Ecology 1984 v.65 no.6 pp. 1794-1807
Spartina alterniflora, biomass, community structure, correlation, feces, flowering, grasses, habitats, mussels, mutualism, nitrogen, nutrients, primary productivity, reproductive success, salt marshes, sediments, soil density, soil nutrients, stems, New England region
The ribbed mussel, Geukensia demissa, is commonly found associated with the salt marsh cordgrass, Spartina alterniflora. Mussels attach to the basal portion of S. alterniflora stems with strong proteinaceous byssal threads and deposit fecal material on the surrounding sediment as a byproduct of their filter—feeding activity. Here I demonstrate by manipulating mussel densities in the field that the presence of G. demissa stimulates S. alterniflora growth, and examine experimentally a number of potential mechanisms of this facilitation. In the natural habitat, mussel density is positively correlated with increased grass height, biomass, and flowering, and experimental removal and addition of mussels in these habitats demonstrates that mussels stimulate both aboveground and belowground S. alterniflora production.
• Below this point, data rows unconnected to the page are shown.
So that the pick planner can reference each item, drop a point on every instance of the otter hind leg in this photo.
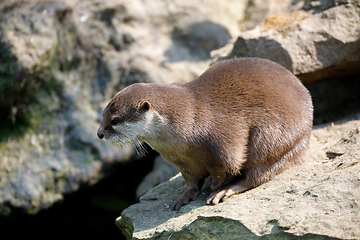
(256, 176)
(237, 186)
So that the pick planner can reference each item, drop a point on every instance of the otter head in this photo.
(128, 117)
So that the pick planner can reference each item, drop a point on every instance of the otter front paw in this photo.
(185, 198)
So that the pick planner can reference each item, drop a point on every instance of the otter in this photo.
(245, 119)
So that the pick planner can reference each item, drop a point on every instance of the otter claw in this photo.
(185, 198)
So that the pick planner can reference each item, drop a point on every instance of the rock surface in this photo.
(312, 46)
(62, 61)
(318, 200)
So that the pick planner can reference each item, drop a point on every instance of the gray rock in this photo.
(312, 46)
(62, 61)
(161, 172)
(318, 200)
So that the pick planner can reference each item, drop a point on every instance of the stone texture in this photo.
(318, 200)
(62, 61)
(314, 45)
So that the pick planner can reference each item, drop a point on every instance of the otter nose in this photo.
(100, 135)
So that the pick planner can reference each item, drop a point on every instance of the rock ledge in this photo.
(318, 200)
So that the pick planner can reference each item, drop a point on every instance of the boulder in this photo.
(314, 45)
(62, 61)
(318, 200)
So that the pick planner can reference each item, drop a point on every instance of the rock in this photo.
(318, 200)
(312, 46)
(161, 172)
(62, 61)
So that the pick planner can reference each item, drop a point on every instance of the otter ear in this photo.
(145, 105)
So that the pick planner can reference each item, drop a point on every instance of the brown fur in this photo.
(248, 117)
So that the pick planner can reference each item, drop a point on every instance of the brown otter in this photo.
(249, 118)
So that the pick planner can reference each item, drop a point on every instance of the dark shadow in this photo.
(196, 42)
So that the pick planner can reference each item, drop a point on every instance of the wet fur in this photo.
(246, 117)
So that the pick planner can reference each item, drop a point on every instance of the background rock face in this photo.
(313, 46)
(62, 61)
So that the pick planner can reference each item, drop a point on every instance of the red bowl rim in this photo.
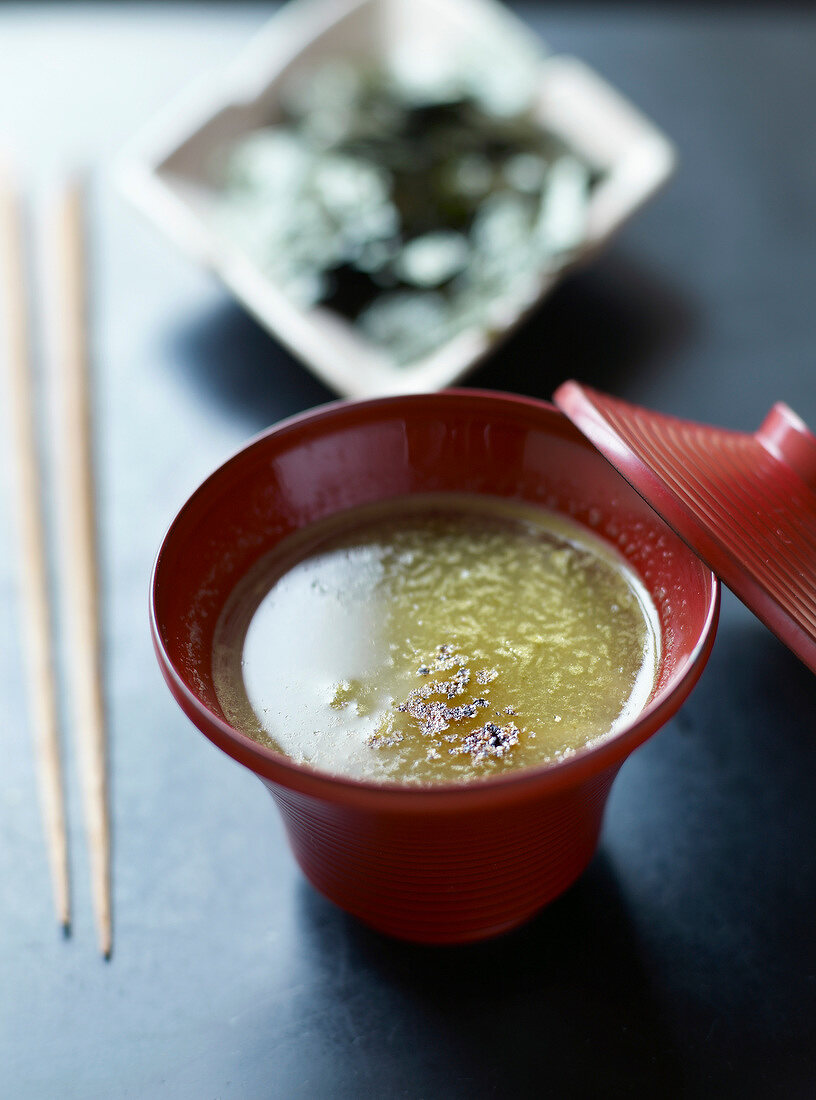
(532, 781)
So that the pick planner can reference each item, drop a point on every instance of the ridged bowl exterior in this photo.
(445, 878)
(447, 864)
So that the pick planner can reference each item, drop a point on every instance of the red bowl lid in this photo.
(746, 504)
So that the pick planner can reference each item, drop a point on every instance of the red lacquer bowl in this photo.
(445, 864)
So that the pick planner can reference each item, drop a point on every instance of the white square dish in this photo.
(167, 169)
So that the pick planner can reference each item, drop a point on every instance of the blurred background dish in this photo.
(389, 186)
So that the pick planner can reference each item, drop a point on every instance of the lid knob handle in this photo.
(789, 439)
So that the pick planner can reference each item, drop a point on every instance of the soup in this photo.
(436, 639)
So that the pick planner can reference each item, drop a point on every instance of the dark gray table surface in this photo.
(684, 960)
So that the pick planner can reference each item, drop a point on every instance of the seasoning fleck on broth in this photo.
(436, 639)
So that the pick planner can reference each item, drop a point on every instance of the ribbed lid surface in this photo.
(745, 503)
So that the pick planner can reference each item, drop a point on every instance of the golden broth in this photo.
(436, 639)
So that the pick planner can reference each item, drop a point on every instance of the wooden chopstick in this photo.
(37, 628)
(78, 528)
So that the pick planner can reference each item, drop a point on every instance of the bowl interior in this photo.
(344, 455)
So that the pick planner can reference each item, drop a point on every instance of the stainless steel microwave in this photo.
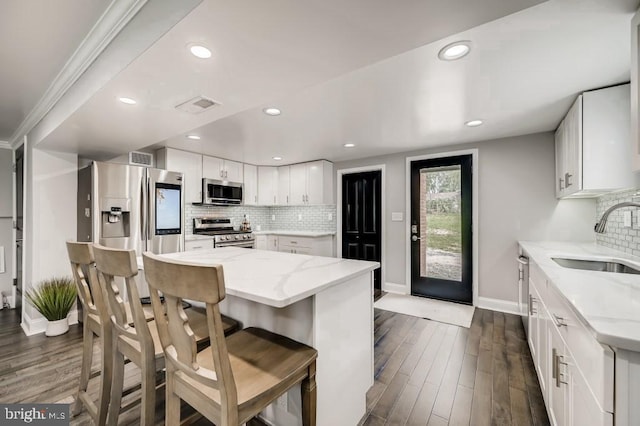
(219, 192)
In tall—form S. alterniflora habitat, net primary production is positively correlated with mussel density and soil nitrogen levels. Experiments in this habitat show that mussels increase soil nitrogen, and this increase in nutrients would appear to be responsible for stimulating S. alterniflora growth. On the seaward edge of the marsh, net primary production is strongly correlated with mussel density, but not soil nutrients. On the marsh edge, mussels are shown to bind sediments and prevent erosion and physical disturbance. The relationship between S. alterniflora and G. demissa appears to represent a facultative mutualism that leads to increased marsh net primary production and stability. While previous research has shown that S. alterniflora production increases G. demissa growth and reproductive success, G. demissa also has strong stimulating effects on S. alterniflora. Nonconsumer plant—animal interactions such as the G. demissa—S. alterniflora association are potentially important determinants of marsh growth, stability, and community structure that have not been previously appreciated.